Auch andere Heime setzen auf die virtuelle Kommunikation. In den beiden Heimen der Diakonie, Matthäus-Stift und Bienengarten, richte man derzeit ein, die Pflegedokumentation über iPad zu erledigen. Via Skype können die Bewohner dann mit ihren Angehörigen kommunizieren, sagt der Fachbereichsleiter Gesundheit, Senioren und Pflege, Jürgen Simon Müller. Im Caritas-Altenheim St. Pius werde ebenfalls gerade Videotelefonie entwickelt, so Einrichtungsleiterin Sandra Mohr. Insgesamt werde das Besuchsverbot sehr sehr positiv aufgenommen, sagen Müller und Mohr übereinstimmend. "Unsere Bewohner sind froh. Sie werden ja dadurch geschützt", so Mohr. Sie beschäftigten sich untereinander, nutzten die im Heim angebotenen Betreuungsangebote, gingen in den Garten, an die frische Luft.

In den beiden Einrichtungen der Diakonie begegnen die Bewohner der ungewohnten Situation mit Musik. "Ehrenamtliche musizieren regelmäßig im Innenhof für die Bewohnerinnen und Bewohner, die auf den Balkonen und an den Fenstern mitsingen", erzählt Müller.

Die Angehörigen gehen sehr verständnisvoll mit dem Thema um, so Mohr. Für begründete Ausnahmefälle werde das Besuchsverbot gelockert. Etwa, um einem sterbenden Besucher den Abschied von seinen Liebsten zu ermöglichen.

Auch für das Personal gelten in diesen Tagen strenge Regeln. Sie kommen von außen und dürfen das Virus nicht ins Heim hineintragen. Deshalb müssen auch die persönlichen Kontakte des Pflegepersonals stark eingeschränkt werden, betont Sandra Mohr. "Unsere Mitarbeiter sind sehr verständnisvoll. " Man habe schließlich den gesellschaftlichen Auftrag, die Bevölkerung weiter zu versorgen. Für Kinder von Mitarbeitern habe man über die zur Caritas gehörende Erziehungs- und Familienberatung untereinander eine Kinderbetreuung organisiert. "Wir unterstützen uns gegenseitig. "

Schweren Zeiten sehen sich auch die ambulanten Pflegedienste gegenüber.
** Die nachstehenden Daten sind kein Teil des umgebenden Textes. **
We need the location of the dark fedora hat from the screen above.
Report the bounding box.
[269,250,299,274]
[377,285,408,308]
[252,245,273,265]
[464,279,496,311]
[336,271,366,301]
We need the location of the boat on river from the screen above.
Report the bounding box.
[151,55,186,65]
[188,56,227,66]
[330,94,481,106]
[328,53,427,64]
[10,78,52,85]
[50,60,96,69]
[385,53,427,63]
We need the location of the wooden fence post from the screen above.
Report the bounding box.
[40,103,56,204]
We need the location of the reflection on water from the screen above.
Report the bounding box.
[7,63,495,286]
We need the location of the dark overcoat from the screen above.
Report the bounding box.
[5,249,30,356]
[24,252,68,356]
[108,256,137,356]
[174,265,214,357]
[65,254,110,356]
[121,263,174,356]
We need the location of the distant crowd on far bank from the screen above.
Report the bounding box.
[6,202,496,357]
Sie sind ebenfalls "systemrelevant", müssen die Versorgung aufrecht erhalten. Doch auch ihnen brechen derzeit viele Aufträge weg. "Das kann existenzbedrohend sein", sagt Christian Ponzer, Inhaber des gleichnamigen Pflegedienstes in Gaimersheim. Er fühlt sich von der Politik alleingelassen. Insbesondere im hauswirtschaftlichen Bereich werde derzeit viel storniert. Wenn überhaupt abgesagt werde. Auch die Besorgung der Rezepte bei den Ärzten für die Patienten laufe chaotisch. Viele Praxen hätten nur noch ein paar Stunden Sprechstunde. "Dann stehen Sie in der Warteschlange. "
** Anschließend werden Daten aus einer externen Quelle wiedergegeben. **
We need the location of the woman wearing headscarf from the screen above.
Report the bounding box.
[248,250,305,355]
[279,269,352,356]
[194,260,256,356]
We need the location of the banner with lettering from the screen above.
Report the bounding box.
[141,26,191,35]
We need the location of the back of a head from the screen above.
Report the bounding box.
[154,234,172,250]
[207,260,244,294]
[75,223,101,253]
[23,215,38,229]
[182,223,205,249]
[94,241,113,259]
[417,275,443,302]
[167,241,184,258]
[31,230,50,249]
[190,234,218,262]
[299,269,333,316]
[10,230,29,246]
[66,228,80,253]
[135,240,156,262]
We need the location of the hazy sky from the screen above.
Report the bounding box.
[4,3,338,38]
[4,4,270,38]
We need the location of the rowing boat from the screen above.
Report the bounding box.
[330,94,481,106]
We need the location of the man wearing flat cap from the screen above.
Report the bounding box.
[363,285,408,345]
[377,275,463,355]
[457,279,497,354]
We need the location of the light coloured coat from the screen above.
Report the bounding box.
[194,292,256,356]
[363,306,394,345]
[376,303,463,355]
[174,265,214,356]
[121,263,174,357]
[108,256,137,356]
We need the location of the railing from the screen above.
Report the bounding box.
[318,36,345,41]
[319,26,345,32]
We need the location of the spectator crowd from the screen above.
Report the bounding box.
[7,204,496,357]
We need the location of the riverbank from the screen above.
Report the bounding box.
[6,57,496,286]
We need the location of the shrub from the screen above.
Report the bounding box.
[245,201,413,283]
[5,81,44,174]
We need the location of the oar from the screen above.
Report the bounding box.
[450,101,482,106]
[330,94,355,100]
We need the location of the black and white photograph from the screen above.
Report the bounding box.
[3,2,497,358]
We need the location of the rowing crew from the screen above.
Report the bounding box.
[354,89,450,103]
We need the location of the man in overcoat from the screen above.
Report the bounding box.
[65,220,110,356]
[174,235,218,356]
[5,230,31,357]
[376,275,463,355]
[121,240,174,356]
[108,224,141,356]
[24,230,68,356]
1,50 Meter Abstand halten? Für Mitarbeiter von Pflegediensten sei das, etwa bei der Körperpflege, nicht möglich. Ponzer hofft, dass sich niemand seiner Leute infiziert. "Wer einen Corona-Fall im Pflegedienst hat, kann zusperren. " Mit Schutzkleidung seien zumindest seine Leute gut ausgerüstet, so Ponzer. Für die 30 Mitarbeiter habe es zu Beginn der Corona-Krise eine Einweisung mit Verhaltensregeln gegeben. Oberste Regel auch hier: Hygiene! Und noch mehr Händewaschen und Desinfizieren als sonst. Nicht alle hätten für die geltenden Schutzmaßnahmen Verständnis. Manche beschwerten sich etwa über den durch den Schutz anfallenden Müll.
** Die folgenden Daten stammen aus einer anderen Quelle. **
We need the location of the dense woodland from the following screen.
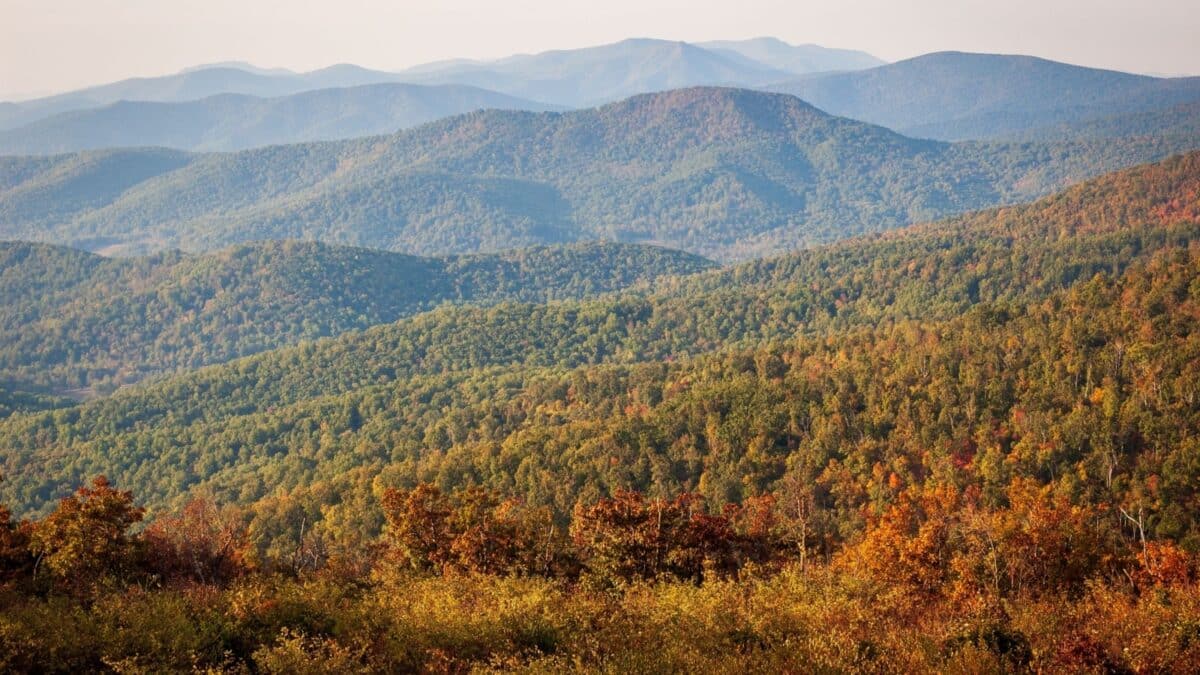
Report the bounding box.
[0,241,714,391]
[0,88,1196,259]
[0,153,1200,673]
Dennoch: Gerade in solchen Zeiten ist der Pflegedienst oft auch als Seelsorger gefragt. "Die Leute sitzen vor dem Fernseher und sehen sich eine Corona-Sondersendung nach der anderen an", erzählt Ponzer. Und seien dann "fix und fertig", wie vor allem Mitarbeiter der Spätschicht beobachtet hätten. Dann dauert der Kontakt, der eigentlich möglichst kurz sein soll, auch mal länger.